In Indien ist es eine nationale Schande, dass so wenig vom städtischen Erbe des Landes erhalten ist. Ob Bangalore, Jaipur oder Lucknow, jede Fahrt aus der noch immer schönen Landschaft ist eine Fahrt in die gleiche Wiederholung von Elend und architektonischer Verzweiflung, alles in Staub und in einem baufälligen Zustand, der eine in Armut gebaute Urbanität signalisiert. Keine öffentlichen Plätze, keine Grüns. Nur eine Stadt der Grenzmauern, der Unsicherheit und des Selbstschutzes. In einem solchen Szenario wird das Erbe zur einzigen echten Modulation für die Beteiligung der Bürger am öffentlichen Leben der Stadt.

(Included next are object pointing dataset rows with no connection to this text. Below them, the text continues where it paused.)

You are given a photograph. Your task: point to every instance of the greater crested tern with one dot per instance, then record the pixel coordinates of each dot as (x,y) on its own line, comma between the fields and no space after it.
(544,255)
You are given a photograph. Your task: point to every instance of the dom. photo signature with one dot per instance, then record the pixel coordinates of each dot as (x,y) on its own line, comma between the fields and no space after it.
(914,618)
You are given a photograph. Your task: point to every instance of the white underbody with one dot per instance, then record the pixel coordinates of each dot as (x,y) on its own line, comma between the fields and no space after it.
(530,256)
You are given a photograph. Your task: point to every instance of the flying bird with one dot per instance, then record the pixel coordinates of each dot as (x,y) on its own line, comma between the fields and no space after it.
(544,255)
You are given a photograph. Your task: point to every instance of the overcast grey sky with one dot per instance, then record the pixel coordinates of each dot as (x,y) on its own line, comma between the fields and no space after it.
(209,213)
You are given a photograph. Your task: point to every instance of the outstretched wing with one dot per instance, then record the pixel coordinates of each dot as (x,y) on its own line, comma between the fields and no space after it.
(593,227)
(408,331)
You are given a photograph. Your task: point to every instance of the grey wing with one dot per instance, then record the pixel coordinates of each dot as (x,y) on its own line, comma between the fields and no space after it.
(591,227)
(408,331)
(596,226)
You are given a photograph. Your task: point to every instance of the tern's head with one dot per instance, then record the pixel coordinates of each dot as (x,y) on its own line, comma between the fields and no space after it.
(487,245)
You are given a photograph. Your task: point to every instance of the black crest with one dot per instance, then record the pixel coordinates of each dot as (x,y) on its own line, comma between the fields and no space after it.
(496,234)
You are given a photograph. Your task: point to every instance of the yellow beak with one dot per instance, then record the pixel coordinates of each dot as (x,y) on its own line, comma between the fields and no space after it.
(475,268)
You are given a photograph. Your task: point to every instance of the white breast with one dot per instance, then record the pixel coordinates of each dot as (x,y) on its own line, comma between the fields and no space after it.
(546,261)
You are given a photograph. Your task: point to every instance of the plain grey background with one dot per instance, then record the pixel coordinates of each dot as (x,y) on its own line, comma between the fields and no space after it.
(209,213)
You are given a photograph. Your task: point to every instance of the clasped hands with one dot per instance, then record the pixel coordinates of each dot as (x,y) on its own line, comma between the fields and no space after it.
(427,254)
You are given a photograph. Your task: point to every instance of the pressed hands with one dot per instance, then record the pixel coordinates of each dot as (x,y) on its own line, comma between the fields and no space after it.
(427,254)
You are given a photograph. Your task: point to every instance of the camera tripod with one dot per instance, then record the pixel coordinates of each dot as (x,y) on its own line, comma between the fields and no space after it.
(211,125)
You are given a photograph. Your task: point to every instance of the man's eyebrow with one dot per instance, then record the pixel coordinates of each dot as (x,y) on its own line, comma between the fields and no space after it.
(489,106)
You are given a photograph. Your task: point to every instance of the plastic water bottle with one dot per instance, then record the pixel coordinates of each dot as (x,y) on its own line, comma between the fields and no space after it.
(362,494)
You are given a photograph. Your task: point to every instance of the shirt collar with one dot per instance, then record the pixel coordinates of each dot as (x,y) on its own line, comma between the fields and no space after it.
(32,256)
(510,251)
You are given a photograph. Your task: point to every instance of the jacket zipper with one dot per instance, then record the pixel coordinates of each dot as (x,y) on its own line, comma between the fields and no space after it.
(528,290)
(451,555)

Obwohl der Rückzug der Unesco-Nominierung ein unheilvoller Schlag für Delhis Erbe zu sein scheint, gibt es noch andere bescheidenere Erinnerungen an die Stadtgeschichte Indiens – das koloniale Erbe von Mumbai und Kolkata, die traditionelle Architektur in Udaipur, Jodhpur, Lucknow und kleineren Städten, ländliche Häuser in Kutch, Himachal und Kaschmir, Stammesdörfer in Odisha, Bihar und anderswo. Das Verständnis der Regierung für die Bedeutung dieser Orte kann nur durch einen durchdachten Naturschutzansatz erreicht werden, der ihre kulturelle Bedeutung im Leben der Bewohner anerkennt und eine zu ihrem Schutz angemessene Politik formuliert.